We definitely don't turn a blind eye towards technology, as you can see, we actually embrace and welcome it. But our newest obstacle has us a bit hesitant. Many school districts are starting to replace their textbooks with tablets and we're in the midst of researching this same thing. Right now, it looks like Ipads are by far the favorites with other districts. As a matter of fact, it's proven difficult to find very much information on schools that are using Android tablets. As a GNex and Nexus 7 user, I would hate for us to jump on the Apple bandwagon just because we can't find support for using Android. Have any users here had experience with Android tablets in a school setting? I would assume the normal things would apply, Android would be cheaper but Apple would have more apps. Resources and support would be of major importance to us since we don't technically have an IT staff in our school building. If any of you have any tips, links, or suggestions, please throw them my way.

Thanks!
 
I'm an English teacher in China, although I'm British. I teach middle school and one-to-one. I've looked at the state of good quality professional educational software for Android, and to be totally frank it's extremely disappointing. To the extent that I've sometimes recommended that some of my more affluent one-to-one students buy Apple iOS devices for their studies. This is one-to-one private students, not in the classroom.

State education in China is still very much blackboard, chalk and paper textbooks.
 
We use Android tablets in our classroom and have not been disappointed.

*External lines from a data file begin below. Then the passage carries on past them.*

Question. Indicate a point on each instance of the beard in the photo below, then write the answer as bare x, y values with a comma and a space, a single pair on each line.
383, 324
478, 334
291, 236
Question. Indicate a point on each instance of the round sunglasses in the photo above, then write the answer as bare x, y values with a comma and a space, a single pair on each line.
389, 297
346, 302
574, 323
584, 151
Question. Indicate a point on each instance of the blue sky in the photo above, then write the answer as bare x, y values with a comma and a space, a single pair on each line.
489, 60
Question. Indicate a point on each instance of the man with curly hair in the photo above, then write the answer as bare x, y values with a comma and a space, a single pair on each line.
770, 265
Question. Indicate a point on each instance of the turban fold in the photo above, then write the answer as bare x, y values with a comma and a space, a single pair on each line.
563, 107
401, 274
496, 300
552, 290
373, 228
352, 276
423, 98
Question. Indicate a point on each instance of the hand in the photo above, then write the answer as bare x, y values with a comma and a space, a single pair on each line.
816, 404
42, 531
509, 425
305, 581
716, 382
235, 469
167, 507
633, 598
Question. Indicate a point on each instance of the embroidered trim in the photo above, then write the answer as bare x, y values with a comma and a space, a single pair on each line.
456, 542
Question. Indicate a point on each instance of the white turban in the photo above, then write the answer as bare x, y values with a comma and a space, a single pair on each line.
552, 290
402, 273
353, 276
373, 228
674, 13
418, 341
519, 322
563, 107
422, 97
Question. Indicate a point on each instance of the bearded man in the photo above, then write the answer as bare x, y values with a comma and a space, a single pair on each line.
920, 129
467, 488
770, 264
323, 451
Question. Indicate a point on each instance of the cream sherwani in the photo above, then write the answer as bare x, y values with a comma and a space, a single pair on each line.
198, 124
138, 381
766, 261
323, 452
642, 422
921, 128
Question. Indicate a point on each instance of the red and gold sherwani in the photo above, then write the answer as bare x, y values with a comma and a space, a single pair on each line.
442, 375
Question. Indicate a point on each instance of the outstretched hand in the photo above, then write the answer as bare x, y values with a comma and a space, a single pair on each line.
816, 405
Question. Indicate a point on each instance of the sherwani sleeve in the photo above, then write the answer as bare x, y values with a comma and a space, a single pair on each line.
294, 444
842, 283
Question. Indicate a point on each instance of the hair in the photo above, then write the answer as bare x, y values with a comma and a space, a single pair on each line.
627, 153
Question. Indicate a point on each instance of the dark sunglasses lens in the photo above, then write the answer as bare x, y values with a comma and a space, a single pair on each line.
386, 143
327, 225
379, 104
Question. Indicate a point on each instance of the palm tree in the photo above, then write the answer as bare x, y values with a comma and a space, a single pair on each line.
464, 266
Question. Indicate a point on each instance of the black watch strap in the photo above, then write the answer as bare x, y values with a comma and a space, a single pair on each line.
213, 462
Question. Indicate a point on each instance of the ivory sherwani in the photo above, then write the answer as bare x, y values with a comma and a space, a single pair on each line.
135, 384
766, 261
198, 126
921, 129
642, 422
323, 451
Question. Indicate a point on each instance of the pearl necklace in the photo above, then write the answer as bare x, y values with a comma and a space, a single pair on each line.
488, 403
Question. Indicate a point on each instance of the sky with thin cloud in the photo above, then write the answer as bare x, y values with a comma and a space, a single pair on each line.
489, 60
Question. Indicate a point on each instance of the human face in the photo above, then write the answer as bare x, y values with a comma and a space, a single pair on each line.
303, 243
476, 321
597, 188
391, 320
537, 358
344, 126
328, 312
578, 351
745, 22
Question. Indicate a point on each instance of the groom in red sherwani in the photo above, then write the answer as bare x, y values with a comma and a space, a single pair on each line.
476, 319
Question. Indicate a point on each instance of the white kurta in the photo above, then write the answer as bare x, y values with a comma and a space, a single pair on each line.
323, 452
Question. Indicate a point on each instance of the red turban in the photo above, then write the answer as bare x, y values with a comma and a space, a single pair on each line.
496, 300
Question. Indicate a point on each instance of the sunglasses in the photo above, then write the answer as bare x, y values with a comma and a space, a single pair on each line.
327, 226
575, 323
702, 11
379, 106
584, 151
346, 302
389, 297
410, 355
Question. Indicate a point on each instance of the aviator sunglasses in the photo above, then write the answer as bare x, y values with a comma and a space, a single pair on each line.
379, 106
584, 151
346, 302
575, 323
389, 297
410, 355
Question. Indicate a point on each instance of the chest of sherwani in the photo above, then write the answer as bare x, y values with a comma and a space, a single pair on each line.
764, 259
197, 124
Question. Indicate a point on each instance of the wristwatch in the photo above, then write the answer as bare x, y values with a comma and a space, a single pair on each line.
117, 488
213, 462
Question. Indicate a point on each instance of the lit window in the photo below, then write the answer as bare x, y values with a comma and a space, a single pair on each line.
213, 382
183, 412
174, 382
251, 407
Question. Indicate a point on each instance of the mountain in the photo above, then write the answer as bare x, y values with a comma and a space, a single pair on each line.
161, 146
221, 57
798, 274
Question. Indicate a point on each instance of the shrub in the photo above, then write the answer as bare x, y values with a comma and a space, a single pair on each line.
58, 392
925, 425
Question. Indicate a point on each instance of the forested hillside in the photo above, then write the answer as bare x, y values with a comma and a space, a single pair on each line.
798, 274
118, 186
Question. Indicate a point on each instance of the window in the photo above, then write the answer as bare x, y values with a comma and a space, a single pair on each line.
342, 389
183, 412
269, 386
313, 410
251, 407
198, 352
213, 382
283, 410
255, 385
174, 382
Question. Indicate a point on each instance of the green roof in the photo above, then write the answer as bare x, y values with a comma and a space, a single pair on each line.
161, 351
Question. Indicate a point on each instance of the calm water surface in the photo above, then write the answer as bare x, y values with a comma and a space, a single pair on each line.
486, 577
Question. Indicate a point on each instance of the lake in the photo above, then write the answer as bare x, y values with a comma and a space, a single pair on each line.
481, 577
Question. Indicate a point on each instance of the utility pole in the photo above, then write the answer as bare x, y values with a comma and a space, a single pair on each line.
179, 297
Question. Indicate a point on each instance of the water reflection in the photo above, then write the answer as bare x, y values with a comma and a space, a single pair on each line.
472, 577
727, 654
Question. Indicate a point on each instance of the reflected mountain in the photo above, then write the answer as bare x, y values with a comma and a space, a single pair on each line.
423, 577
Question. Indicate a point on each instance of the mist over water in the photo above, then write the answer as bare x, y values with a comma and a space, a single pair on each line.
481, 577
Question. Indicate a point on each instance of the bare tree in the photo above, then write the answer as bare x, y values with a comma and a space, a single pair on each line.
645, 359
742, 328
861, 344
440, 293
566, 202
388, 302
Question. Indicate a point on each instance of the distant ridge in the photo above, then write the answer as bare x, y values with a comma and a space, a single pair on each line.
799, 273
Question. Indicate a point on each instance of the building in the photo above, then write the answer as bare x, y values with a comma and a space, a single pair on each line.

It's true that the application pool is smaller than that of iPads, but there is still more than enough apps to choose from. More importantly, we saved a lot on cost. We used some of the money that we saved to purchase a Datamation Systems cart that simultaneously charges and secures all of the tablets from theft when they are not in use. This cart is essential for tablet management so having the money to spend on it was very important to us.
 
There are plenty of educational Android apps that runs fine on tablets. I think problem is that the developers need to provide screenshots to prove they run fine on tablets, and apparently many developers haven't done that.